He notes that the concentrate market is tightening, with stocks moving towards critically low levels, adding that low concentrate stock levels will start to constrain refined output. Together with steady demand growth, this limited output is forecast to result in stocks of refined metal falling to low levels.

Refined market tightness is forecast to become acute in 2017, with stocks expected to remain at historically low levels until 2020. “Inventories falling to well below the historical average will provide fundamental support for prices, which will be amplified by investor interest,” says Leng.

African Zinc Projects
Despite an increase in the zinc price to a high of $2 246/t in July, metal prices remain depressed and threaten the timely development of many new zinc projects, says Leng, pointing out their potential to extend the duration of the challenging conditions in the concentrate and refined metal markets.

He notes that Africa has a relatively limited number of zinc ore deposits and, as a consequence, is a small producer of mined zinc, accounting for only 2% of global production at about 400 000 t/y. There are two dominant zinc mining companies in Africa – diversified miner Glencore, which operates Perkoa, in Burkina Faso, and Rosh Pinah, in Namibia, as well as base metals miner Vedanta, which operates the Skorpion mine and smelter, in Namibia, and Black Mountain, in South Africa.

However, Leng points out that the continent’s mined zinc output is expected to increase in the medium term with the ramp-up of Canadian miner Nevsun Resources’ precious- and base-metals-producing Bisha mine, in Eritrea, and zinc miner Vedanta’s Gamsberg project, in South Africa’s Northern Cape.

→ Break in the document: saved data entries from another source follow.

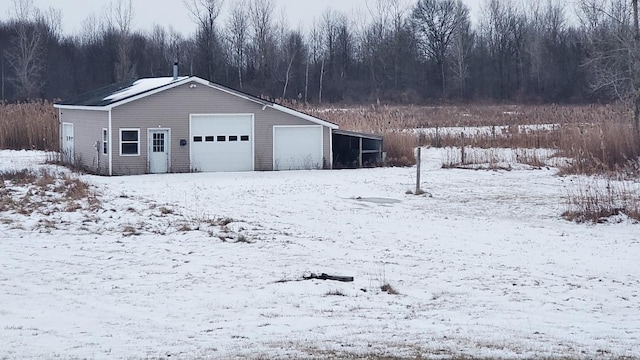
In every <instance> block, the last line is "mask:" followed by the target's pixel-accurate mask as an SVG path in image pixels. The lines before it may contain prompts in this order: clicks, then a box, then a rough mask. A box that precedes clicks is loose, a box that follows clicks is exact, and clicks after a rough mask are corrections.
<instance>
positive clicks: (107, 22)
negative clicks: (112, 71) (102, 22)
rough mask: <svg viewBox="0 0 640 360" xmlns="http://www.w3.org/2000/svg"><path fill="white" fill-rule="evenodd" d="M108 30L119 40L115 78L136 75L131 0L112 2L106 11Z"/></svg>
mask: <svg viewBox="0 0 640 360" xmlns="http://www.w3.org/2000/svg"><path fill="white" fill-rule="evenodd" d="M104 14H105V15H104V16H105V19H104V20H105V22H104V26H105V27H106V29H105V31H106V32H114V33H115V34H116V36H117V38H118V41H117V48H116V54H117V59H118V60H117V63H116V64H115V65H116V66H115V80H116V81H123V80H128V79H132V78H134V77H135V67H134V65H133V62H132V60H131V47H132V39H131V26H132V23H133V5H132V3H131V0H117V1H116V2H113V1H112V2H110V3H109V5H108V7H107V11H105V13H104Z"/></svg>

Leng explains that the Bisha mine has been producing gold and silver since 2011 and copper since 2013, and completed a zinc circuit in June that is expected to produce an average 120 000 t/y of zinc. Capital expenditure (capex) on the new circuit and infrastructure is estimated at $80-million, which is under the $100-million budget.

Once operational, an estimated four-million tons of ore a year will be mined at the Gamsberg openpit mine, producing 250 000 t/y of 55% zinc concentrate for an initial mine life of 13 years, says Leng. One-third of the zinc concentrate, with a lower manganese content, will be exported to third-party smelters, while the rest of the concentrate, with a higher manganese content, will be treated at Vedanta’s 150 000 t/y Skorpion smelter after the installation of a roaster and acid plant has been completed. This is expected to be by early 2018.

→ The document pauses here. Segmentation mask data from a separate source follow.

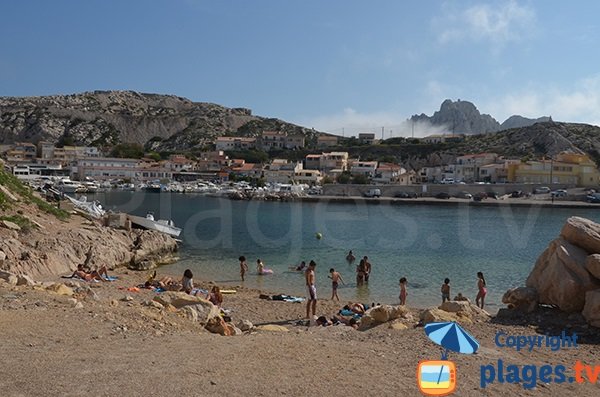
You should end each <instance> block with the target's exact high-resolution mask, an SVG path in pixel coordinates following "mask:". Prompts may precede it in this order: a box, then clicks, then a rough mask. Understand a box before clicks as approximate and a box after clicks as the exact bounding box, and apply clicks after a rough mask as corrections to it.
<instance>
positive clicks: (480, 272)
mask: <svg viewBox="0 0 600 397" xmlns="http://www.w3.org/2000/svg"><path fill="white" fill-rule="evenodd" d="M486 295H487V288H486V284H485V277H483V273H482V272H477V297H476V298H475V304H476V305H477V306H479V301H481V306H479V307H481V308H482V309H483V304H484V301H485V296H486Z"/></svg>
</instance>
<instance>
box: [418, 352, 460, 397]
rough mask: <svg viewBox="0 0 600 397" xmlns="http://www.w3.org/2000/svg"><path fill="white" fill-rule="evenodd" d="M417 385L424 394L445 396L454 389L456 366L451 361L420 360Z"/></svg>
mask: <svg viewBox="0 0 600 397" xmlns="http://www.w3.org/2000/svg"><path fill="white" fill-rule="evenodd" d="M417 385H418V386H419V390H420V391H421V393H423V394H424V395H426V396H447V395H449V394H452V393H454V390H455V389H456V366H455V365H454V363H453V362H452V361H447V360H428V361H420V362H419V366H418V367H417Z"/></svg>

He adds that Vedanta has reduced the expected capital spend on Gamsberg from $630-million to $400-million through the implementation of engineering improvements and the renegotiation of contracts. The capital cost to re-engineer the Skorpion smelter is an estimated $152-million, and is in addition to the Gamsberg mine and mill capex.

“Bisha and Gamsberg should see mined zinc production exceed 600 000 t/y in 2020, which will account for 4% of the forecast global output,” concludes Leng.

Wood Mackenzie’s clients include international and national energy and metals companies, as well as financial institutions and governments. “We work with a range of diverse teams from strategy and policy makers, business developers and market analysts through to corporate finance, risk teams and investors,” notes the company’s website. These teams use Wood Mackenzie’s research and consulting services to understand their markets, value assets, reduce risk, identify and screen opportunities, assess competitors, strengthen strategy and pitch for new business.